Use as a retreatment in multiple myeloma may prolong disease control with response are as high as 60% among patients who initially responded to treatment and 29% among patients who did not (Connor).
Used with or without dexamethasone in amyloidosis associated with rapid hematologic response and organ responses (Kastritis E).
Can be associated with a small blood vessel vasculitis rash.
Subcutaneous administration is associated fewer adverse effects and approximately a 50% reduction in the risk of peripheral neuropathy.
Given subcutaneously, instead of intravenously in pretreated, myeloma patients has an identical overall response rate of 52%, with significant reductions in peripheral neuropathy of any grade.
Subcutaneous treatment major side effect has been injection site reactions, which is rarely serious enough to require changing to intravenous therapy.

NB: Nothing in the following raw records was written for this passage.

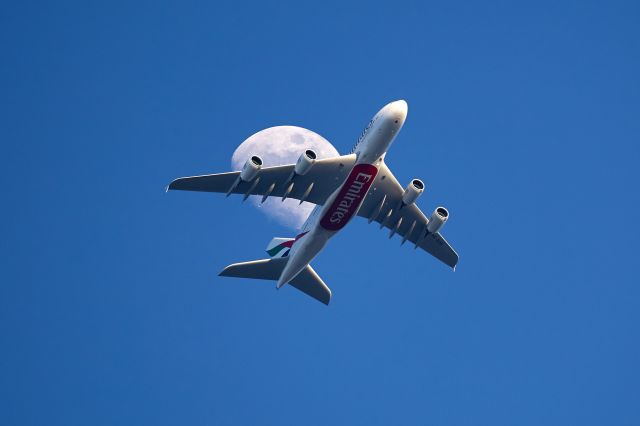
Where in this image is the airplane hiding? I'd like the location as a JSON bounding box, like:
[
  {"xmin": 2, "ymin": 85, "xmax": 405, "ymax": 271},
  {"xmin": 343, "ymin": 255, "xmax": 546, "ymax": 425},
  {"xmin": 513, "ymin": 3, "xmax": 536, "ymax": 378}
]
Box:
[{"xmin": 167, "ymin": 100, "xmax": 459, "ymax": 305}]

Subcutaneous injections should be rotated and a small amount of air should be injected to avoid the needle leaving an injection track.
Subcutaneous administration is the pref2242ed group, based on findings showing that subcutaneous single agent drug had noninferior efficacy to IV drug with regard to overall response great after 4 cycles.
Weekly doses may be as effective as traditional twice-weekly approach, and the risk of peripheral neuropathy is substantially lower when used once weekly.
Combinations with other agents indicate that proteasome inhibition provides higher overall response rates than either agent alone.
Suppresses osteoclast function in the absence of bisphosphonate therapy.
Recommended standard dose and schedule 1.3 mg/m2 days 1, 4, 8, 11 of a 21 day cycle, and for extended maintenance treatment 1.3 mg/m2 days 1, 8, 15 and 22 on a 35 day cycle.
Bortezomib plus rituximab vs rituximab alone in follicular lymphoma: response rate 63% vs 49% and progression free survival 12.8 months vs. 11months (Coiffier B et sl).